My rule of thumb regarding travel beyond the city limits is simple: If the trip is under 2,000 miles and doesn’t cross any oceans, it’s Air Subaru for me. Oak Ridge is a piddling 1,400 miles from here, and damme if I’ll submit to the tender mercies of Benighted Airlines for a short hop like that.

Now I’m back at El Rancho Pendejo, and The Boo and I are both out of sorts, our routines having been upended. Not quite as badly as Alejandro Valverde’s, though. I guess he ate shit in yesterday’s Tour opener and needed a bit of time on the surgeon’s workbench afterward.

‘This customer needs service’

A United customer-service agent faced with an overbooking situation prepares to “re-accommodate” a passenger.

Not content to settle for losing/destroying its passengers’ luggage, delaying/canceling their flights, or simply leaving them stranded well short of their “final destination,” United has taken customer service to a whole new level undreamed of by Samsung, Comcast or your friendly local DMV:

Just kick the shit out of the troublesome sonsabitches.

C’mon. You knew it was coming.
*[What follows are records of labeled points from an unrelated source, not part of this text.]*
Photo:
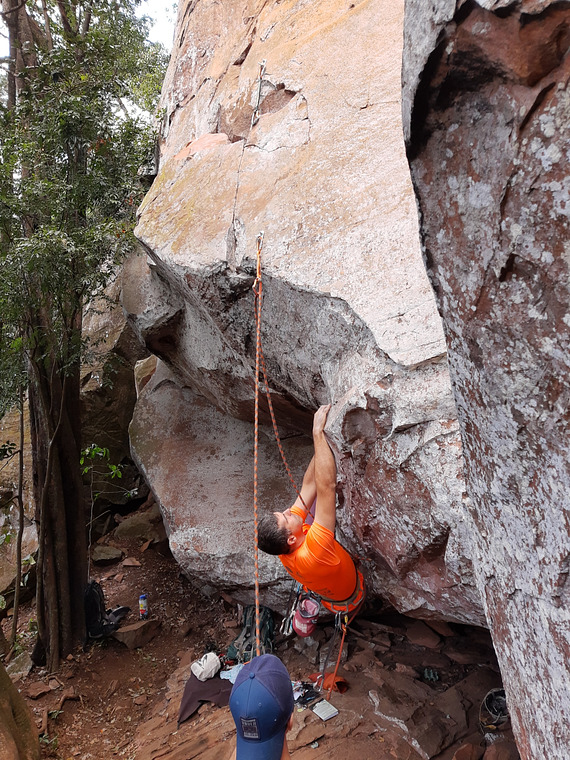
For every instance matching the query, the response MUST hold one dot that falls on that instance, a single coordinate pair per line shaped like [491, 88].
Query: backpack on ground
[243, 648]
[99, 621]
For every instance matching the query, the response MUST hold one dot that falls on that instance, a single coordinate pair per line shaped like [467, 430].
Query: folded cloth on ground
[195, 692]
[231, 674]
[206, 667]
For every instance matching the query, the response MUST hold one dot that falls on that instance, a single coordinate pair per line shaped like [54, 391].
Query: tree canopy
[75, 131]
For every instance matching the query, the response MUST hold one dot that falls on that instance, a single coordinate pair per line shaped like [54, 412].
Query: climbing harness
[286, 627]
[493, 711]
[255, 114]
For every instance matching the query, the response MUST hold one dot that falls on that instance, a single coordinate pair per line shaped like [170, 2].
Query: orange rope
[258, 291]
[260, 364]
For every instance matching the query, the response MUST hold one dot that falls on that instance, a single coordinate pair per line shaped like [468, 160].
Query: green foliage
[7, 450]
[70, 151]
[95, 462]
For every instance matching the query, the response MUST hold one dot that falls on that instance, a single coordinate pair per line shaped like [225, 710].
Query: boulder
[145, 525]
[306, 147]
[486, 106]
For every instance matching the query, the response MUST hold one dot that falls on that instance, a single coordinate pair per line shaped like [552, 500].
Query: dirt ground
[406, 689]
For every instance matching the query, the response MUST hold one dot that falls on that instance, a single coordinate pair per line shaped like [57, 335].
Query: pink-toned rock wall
[487, 119]
[348, 315]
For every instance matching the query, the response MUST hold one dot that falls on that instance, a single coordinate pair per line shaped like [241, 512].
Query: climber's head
[280, 532]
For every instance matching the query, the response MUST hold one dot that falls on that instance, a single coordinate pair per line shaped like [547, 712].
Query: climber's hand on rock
[320, 419]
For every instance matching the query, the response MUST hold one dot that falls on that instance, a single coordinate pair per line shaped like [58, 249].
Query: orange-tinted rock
[308, 149]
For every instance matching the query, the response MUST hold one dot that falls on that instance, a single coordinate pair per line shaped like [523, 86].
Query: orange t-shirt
[321, 564]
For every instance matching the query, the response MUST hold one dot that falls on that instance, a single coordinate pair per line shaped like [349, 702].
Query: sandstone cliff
[286, 118]
[486, 112]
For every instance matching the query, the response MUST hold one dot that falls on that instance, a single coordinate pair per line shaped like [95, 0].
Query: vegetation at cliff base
[75, 131]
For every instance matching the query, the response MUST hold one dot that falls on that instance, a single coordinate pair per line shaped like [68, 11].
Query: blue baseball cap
[261, 703]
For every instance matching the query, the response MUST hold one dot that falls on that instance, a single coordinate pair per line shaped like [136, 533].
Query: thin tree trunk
[21, 516]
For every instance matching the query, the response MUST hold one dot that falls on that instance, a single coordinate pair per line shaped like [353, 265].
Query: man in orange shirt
[311, 554]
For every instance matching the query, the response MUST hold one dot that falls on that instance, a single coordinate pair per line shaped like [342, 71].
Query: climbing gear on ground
[99, 621]
[206, 667]
[493, 712]
[245, 646]
[306, 615]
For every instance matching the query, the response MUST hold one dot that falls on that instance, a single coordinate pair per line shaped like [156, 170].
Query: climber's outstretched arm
[325, 472]
[308, 489]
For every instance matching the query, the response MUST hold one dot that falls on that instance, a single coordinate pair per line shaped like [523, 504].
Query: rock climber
[310, 553]
[261, 704]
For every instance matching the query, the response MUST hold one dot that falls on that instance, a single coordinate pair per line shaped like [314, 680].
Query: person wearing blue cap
[262, 703]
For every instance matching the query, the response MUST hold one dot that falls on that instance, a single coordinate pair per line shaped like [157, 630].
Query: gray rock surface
[488, 139]
[348, 314]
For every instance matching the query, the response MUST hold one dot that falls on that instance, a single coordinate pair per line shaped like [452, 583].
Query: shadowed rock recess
[486, 116]
[348, 313]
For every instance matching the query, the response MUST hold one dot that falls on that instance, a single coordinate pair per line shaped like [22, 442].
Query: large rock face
[487, 118]
[285, 118]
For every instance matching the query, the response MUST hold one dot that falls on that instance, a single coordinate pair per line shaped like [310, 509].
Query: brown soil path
[413, 692]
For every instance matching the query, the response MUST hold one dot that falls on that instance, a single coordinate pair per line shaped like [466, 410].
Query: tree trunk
[18, 733]
[21, 519]
[62, 559]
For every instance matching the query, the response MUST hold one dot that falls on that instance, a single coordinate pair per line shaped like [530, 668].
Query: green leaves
[70, 151]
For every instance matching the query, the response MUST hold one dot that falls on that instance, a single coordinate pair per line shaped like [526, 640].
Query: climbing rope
[260, 367]
[258, 294]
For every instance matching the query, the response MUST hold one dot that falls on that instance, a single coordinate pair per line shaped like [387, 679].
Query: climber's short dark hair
[272, 539]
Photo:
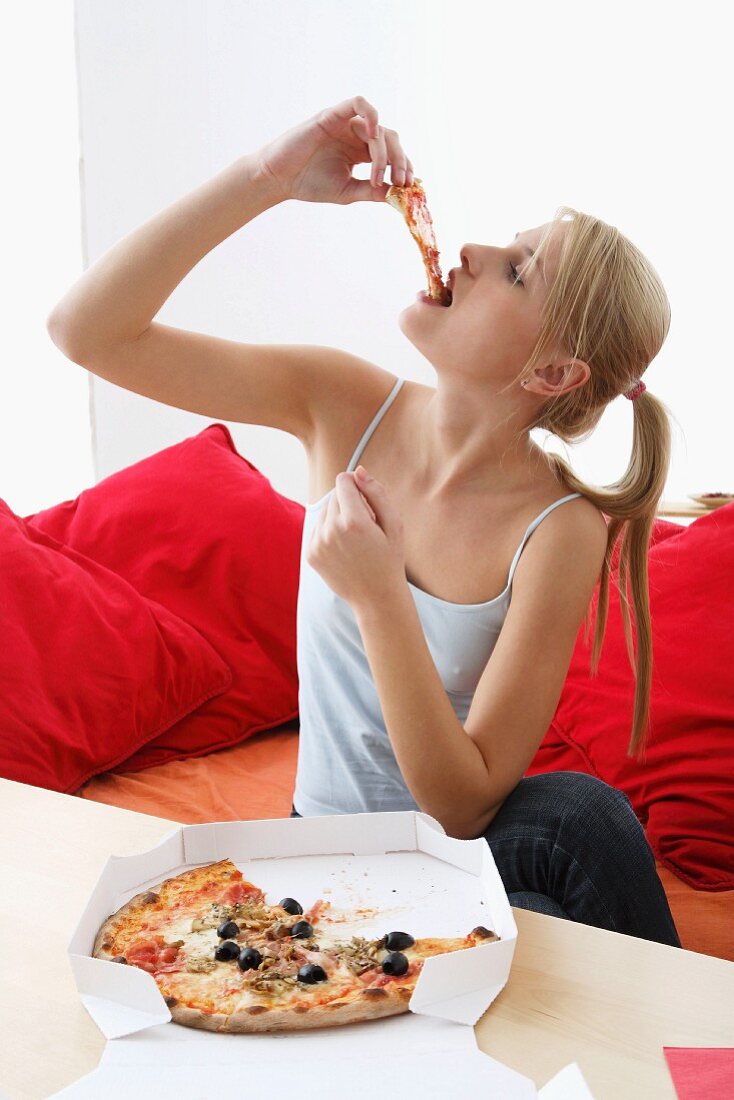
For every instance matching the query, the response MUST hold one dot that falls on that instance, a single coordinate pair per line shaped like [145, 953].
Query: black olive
[395, 964]
[228, 930]
[250, 958]
[302, 930]
[397, 941]
[311, 972]
[227, 950]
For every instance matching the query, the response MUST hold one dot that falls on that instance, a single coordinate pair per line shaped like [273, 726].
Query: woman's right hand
[314, 161]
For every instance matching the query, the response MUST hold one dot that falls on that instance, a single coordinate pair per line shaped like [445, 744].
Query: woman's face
[493, 322]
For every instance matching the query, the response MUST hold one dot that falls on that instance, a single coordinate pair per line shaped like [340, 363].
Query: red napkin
[701, 1073]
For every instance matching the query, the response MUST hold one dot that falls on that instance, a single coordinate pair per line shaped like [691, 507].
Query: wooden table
[576, 993]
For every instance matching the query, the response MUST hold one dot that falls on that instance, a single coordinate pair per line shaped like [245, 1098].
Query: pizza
[411, 201]
[227, 960]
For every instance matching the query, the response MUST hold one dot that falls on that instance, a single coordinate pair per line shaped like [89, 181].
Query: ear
[558, 378]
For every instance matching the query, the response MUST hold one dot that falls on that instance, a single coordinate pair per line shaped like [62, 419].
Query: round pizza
[226, 960]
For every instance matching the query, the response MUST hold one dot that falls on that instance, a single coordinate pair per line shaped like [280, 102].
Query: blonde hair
[607, 307]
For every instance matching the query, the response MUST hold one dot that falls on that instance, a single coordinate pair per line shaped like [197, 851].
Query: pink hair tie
[638, 388]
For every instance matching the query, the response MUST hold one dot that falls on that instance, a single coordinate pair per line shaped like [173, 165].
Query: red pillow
[199, 529]
[89, 670]
[683, 793]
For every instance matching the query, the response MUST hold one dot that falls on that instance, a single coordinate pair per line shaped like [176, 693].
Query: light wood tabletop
[576, 993]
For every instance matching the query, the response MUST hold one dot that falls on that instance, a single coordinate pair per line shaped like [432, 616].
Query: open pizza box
[403, 872]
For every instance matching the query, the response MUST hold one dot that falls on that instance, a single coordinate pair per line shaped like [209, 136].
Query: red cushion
[683, 793]
[89, 669]
[199, 529]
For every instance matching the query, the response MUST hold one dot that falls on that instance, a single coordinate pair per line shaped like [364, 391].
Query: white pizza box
[404, 873]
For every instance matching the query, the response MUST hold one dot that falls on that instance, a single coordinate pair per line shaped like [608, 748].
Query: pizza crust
[111, 926]
[355, 1008]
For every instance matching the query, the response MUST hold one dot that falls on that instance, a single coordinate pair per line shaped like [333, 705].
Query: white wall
[506, 112]
[45, 446]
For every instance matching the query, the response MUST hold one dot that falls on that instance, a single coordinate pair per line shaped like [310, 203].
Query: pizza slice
[411, 201]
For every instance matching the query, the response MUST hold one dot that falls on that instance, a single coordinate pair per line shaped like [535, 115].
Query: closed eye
[514, 277]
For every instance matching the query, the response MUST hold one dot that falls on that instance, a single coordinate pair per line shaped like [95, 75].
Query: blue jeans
[569, 845]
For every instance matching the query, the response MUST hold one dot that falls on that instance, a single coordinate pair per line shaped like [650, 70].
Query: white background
[506, 112]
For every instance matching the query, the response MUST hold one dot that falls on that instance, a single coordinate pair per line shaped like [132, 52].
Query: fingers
[386, 150]
[347, 110]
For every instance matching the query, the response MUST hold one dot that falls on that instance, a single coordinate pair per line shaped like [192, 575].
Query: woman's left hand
[357, 547]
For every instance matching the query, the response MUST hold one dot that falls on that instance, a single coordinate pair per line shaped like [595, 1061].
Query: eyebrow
[526, 248]
[528, 251]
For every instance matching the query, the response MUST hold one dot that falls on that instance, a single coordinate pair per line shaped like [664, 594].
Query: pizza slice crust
[358, 1007]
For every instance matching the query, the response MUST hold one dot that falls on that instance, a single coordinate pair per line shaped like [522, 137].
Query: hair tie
[638, 388]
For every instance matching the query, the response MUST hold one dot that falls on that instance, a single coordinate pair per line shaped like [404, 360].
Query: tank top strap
[533, 526]
[373, 424]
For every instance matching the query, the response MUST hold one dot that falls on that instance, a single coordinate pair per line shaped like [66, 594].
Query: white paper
[567, 1085]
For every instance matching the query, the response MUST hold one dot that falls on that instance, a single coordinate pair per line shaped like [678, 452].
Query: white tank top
[346, 761]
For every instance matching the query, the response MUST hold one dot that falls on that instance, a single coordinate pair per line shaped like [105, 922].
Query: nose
[471, 255]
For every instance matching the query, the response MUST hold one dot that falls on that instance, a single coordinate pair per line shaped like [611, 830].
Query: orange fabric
[255, 780]
[704, 919]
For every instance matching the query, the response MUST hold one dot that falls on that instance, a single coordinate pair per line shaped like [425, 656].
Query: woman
[416, 690]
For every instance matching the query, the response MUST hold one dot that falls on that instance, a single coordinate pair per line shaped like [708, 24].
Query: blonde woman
[447, 562]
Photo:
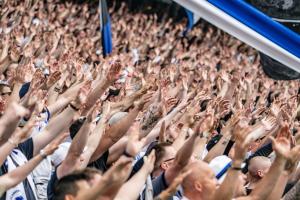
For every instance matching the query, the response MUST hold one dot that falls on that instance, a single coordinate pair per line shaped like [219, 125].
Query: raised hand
[293, 159]
[146, 98]
[281, 145]
[53, 78]
[114, 71]
[149, 161]
[83, 94]
[52, 146]
[38, 80]
[134, 145]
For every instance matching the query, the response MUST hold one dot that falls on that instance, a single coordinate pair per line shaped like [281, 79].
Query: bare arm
[10, 120]
[181, 159]
[131, 189]
[14, 177]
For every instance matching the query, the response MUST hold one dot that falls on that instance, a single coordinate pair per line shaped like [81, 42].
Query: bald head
[259, 165]
[201, 182]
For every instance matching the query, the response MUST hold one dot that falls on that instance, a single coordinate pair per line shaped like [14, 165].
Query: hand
[293, 159]
[114, 70]
[134, 145]
[38, 79]
[269, 123]
[162, 132]
[93, 112]
[53, 78]
[50, 148]
[143, 101]
[83, 94]
[282, 143]
[149, 161]
[24, 133]
[17, 110]
[222, 108]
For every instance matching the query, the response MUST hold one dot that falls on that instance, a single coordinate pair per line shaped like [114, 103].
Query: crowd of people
[163, 117]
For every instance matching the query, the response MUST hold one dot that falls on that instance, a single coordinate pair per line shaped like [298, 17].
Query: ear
[198, 186]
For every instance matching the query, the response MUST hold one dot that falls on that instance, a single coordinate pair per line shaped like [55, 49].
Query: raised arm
[281, 147]
[9, 121]
[131, 189]
[60, 122]
[182, 158]
[102, 85]
[72, 160]
[116, 131]
[17, 137]
[16, 176]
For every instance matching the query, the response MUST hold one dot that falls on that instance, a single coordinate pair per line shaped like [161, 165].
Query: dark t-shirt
[27, 149]
[159, 184]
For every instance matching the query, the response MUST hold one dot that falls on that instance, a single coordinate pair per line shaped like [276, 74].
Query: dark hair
[68, 184]
[160, 152]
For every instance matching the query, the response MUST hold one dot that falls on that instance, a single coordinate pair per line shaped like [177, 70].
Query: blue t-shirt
[27, 149]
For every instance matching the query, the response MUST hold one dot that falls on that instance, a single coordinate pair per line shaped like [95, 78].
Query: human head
[258, 167]
[68, 187]
[165, 155]
[201, 183]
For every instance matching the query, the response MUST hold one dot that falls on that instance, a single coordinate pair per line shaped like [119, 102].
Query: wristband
[236, 168]
[125, 153]
[10, 141]
[57, 90]
[73, 107]
[43, 154]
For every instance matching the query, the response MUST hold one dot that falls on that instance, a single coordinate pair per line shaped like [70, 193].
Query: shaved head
[259, 165]
[201, 182]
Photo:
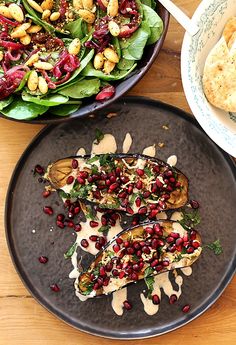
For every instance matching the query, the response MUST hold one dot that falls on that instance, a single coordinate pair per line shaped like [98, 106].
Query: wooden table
[22, 319]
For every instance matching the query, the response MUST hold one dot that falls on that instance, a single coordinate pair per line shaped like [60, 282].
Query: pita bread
[219, 76]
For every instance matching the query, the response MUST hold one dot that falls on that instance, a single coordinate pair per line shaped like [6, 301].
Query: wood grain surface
[22, 319]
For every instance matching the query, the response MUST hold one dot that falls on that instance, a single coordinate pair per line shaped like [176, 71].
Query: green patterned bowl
[211, 17]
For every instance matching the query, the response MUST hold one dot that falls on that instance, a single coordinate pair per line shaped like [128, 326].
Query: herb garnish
[149, 280]
[190, 219]
[70, 251]
[216, 247]
[99, 136]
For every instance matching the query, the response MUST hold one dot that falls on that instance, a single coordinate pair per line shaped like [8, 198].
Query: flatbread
[219, 76]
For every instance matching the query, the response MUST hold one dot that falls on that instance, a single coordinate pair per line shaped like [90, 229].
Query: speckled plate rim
[8, 201]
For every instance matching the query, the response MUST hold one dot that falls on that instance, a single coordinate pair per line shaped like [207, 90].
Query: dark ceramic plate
[91, 105]
[212, 178]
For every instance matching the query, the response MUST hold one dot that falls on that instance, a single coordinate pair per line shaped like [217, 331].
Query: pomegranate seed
[116, 248]
[155, 299]
[84, 243]
[194, 204]
[39, 169]
[48, 210]
[43, 259]
[77, 227]
[46, 193]
[140, 172]
[142, 210]
[127, 305]
[172, 299]
[190, 250]
[102, 271]
[74, 164]
[186, 308]
[98, 246]
[93, 224]
[55, 288]
[121, 274]
[146, 194]
[60, 224]
[129, 210]
[139, 185]
[93, 238]
[80, 180]
[69, 180]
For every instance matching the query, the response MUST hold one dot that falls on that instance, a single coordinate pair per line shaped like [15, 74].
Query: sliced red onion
[106, 93]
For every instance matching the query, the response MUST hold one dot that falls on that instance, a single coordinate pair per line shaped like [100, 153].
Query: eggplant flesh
[129, 182]
[137, 253]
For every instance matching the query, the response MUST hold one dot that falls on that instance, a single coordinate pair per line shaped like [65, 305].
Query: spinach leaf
[77, 28]
[48, 101]
[90, 71]
[154, 22]
[81, 89]
[22, 110]
[5, 102]
[64, 109]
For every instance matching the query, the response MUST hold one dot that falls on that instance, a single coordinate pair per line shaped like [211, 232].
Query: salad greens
[71, 46]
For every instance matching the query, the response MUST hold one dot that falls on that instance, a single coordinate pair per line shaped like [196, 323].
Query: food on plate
[140, 252]
[54, 54]
[219, 76]
[128, 182]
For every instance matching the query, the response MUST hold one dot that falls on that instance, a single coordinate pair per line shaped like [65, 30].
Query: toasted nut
[77, 4]
[114, 28]
[33, 81]
[47, 5]
[98, 61]
[35, 6]
[54, 16]
[46, 14]
[4, 11]
[34, 29]
[112, 8]
[105, 3]
[16, 12]
[74, 47]
[43, 65]
[43, 86]
[87, 4]
[34, 58]
[25, 39]
[108, 66]
[87, 16]
[111, 55]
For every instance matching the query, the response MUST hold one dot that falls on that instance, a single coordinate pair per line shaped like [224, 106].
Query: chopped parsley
[99, 135]
[70, 251]
[190, 219]
[216, 247]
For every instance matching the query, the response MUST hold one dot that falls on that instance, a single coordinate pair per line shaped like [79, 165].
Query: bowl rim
[127, 84]
[189, 94]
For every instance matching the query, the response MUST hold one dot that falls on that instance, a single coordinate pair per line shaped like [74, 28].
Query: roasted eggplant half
[129, 182]
[142, 251]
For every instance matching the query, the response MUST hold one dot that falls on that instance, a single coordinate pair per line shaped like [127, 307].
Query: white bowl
[211, 17]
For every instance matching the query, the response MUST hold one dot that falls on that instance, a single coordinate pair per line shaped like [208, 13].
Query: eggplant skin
[140, 252]
[116, 181]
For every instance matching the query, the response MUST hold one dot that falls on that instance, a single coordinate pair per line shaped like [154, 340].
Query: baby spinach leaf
[154, 22]
[77, 28]
[64, 109]
[22, 110]
[48, 101]
[81, 89]
[89, 71]
[5, 102]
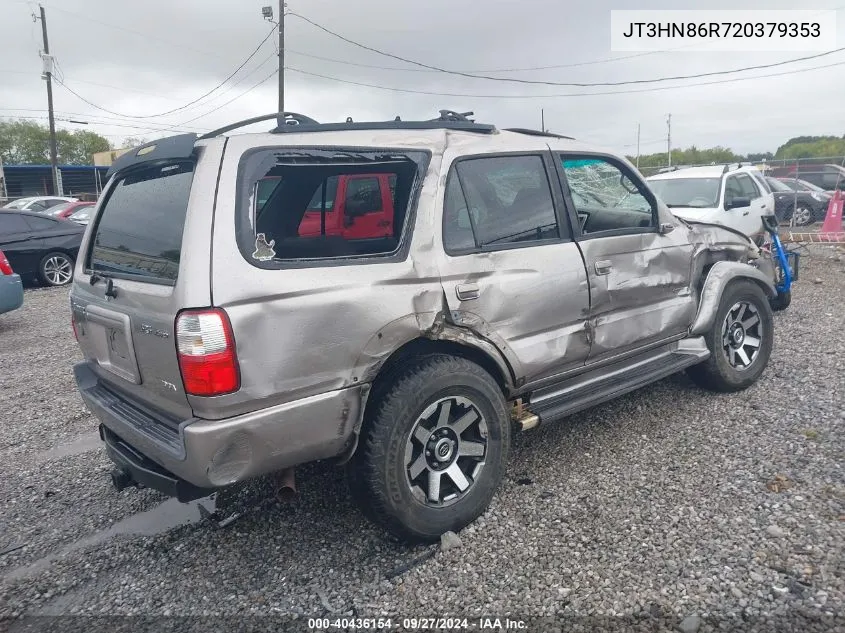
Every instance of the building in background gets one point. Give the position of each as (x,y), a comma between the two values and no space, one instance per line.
(105,159)
(79,181)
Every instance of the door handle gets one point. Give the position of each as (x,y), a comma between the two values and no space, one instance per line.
(603,267)
(467,292)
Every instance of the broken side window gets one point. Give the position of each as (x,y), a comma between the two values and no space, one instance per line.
(324,206)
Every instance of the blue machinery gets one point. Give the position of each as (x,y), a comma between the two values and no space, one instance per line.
(787,261)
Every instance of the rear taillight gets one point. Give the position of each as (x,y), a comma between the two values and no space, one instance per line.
(206,348)
(5,266)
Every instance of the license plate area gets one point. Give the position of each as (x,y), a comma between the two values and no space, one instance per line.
(109,336)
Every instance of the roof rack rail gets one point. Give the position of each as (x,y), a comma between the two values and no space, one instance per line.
(298,123)
(290,118)
(530,132)
(729,167)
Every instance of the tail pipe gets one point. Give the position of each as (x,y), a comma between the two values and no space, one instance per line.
(286,485)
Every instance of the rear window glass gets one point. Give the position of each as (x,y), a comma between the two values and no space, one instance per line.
(12,223)
(325,205)
(139,232)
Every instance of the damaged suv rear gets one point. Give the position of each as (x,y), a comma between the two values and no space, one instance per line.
(400,298)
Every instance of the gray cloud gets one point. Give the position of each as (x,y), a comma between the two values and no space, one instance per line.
(141,58)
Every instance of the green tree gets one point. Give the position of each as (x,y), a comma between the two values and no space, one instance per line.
(812,147)
(28,143)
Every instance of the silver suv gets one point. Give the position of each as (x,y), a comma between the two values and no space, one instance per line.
(398,297)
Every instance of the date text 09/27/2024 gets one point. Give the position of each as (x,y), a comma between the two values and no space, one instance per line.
(417,624)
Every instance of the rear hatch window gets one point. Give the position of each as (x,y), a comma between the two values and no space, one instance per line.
(321,204)
(138,234)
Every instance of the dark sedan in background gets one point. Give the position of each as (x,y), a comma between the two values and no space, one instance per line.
(803,207)
(40,247)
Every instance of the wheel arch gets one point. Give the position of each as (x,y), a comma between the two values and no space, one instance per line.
(719,276)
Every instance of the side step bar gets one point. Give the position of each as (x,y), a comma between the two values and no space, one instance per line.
(606,383)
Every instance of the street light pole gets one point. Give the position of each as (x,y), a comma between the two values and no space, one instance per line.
(282,58)
(48,75)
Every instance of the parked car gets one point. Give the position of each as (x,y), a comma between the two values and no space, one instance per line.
(526,277)
(11,289)
(732,196)
(37,203)
(803,207)
(796,184)
(83,216)
(40,247)
(66,209)
(828,177)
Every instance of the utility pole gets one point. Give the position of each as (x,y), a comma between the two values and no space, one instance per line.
(669,138)
(48,76)
(638,145)
(282,57)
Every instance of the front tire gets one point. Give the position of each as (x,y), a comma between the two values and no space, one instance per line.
(803,215)
(433,451)
(55,269)
(740,340)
United specializes in employing the unemployable, the sort of authority-mad misfit who can’t make it as a mall cop, Klan enforcer, or presidential press secretary.

Sooner or later one of United’s goons was going to segue from daydreaming of the good old days euthanizing puppies in Leach Field, Alabama, to siccing the dogs on some passenger who not only didn’t want to get boned, but wouldn’t even pull his pants down on command.

As usual, this pissy attitude trickles down from the top. CEO Oscar Munoz should be sentenced to flying coach for a few years to see how long it takes him to become “disruptive and belligerent,” and if he were to be “re-accommodated” by a size-13 boot to the balls, well, I don’t expect many United customers would shed a tear.

But y’know what? Fuck us and what we think. United stock actually closed up after all this bad noise. America’s commercial airlines are enjoying record profits (United made $2.3 billion in profits last year). Overbooking flights pays off.

So shuddup, siddown and enjoy our in-flight entertainment: a gladiatorial match featuring four passengers selected at random. If you’re lucky, we won’t “re-accommodate” you at our cruising altitude of 36,000 feet, the way we just did your luggage.

Two wheels good, four wheels bad

Some people call this "morning." They are misinformed.
Some people call this “morning.” They are misinformed.

It was four wheels this morning. Bad.

Herself is off to Tennessee for a combo business/pleasure trip (a lab-librarians’ powwow in tandem with a visit to Herself the Elder), and then she’s zigzagging home via Colorado and Utah (running a half-marathon and maybe camping with a gal pal).

The leaves may be falling, but the roses are hanging on.
The leaves may be falling, but the roses are hanging on.

Thus Your Humble Narrator was required to rise at dark-thirty to chauffeur ‘Er Ladyship to the Duke City airport.

I dislike driving anymore. I particularly dislike driving before the second cup of coffee, in the dark, surrounded by deranged ‘Burqueños who thought “the “Fast & Furious” flicks were drivers’ ed.

Still, we got there, and I got back, and there was this lovely rose waiting for me just outside the kitchen window.

It ain’t all bad, this early-morning stuff.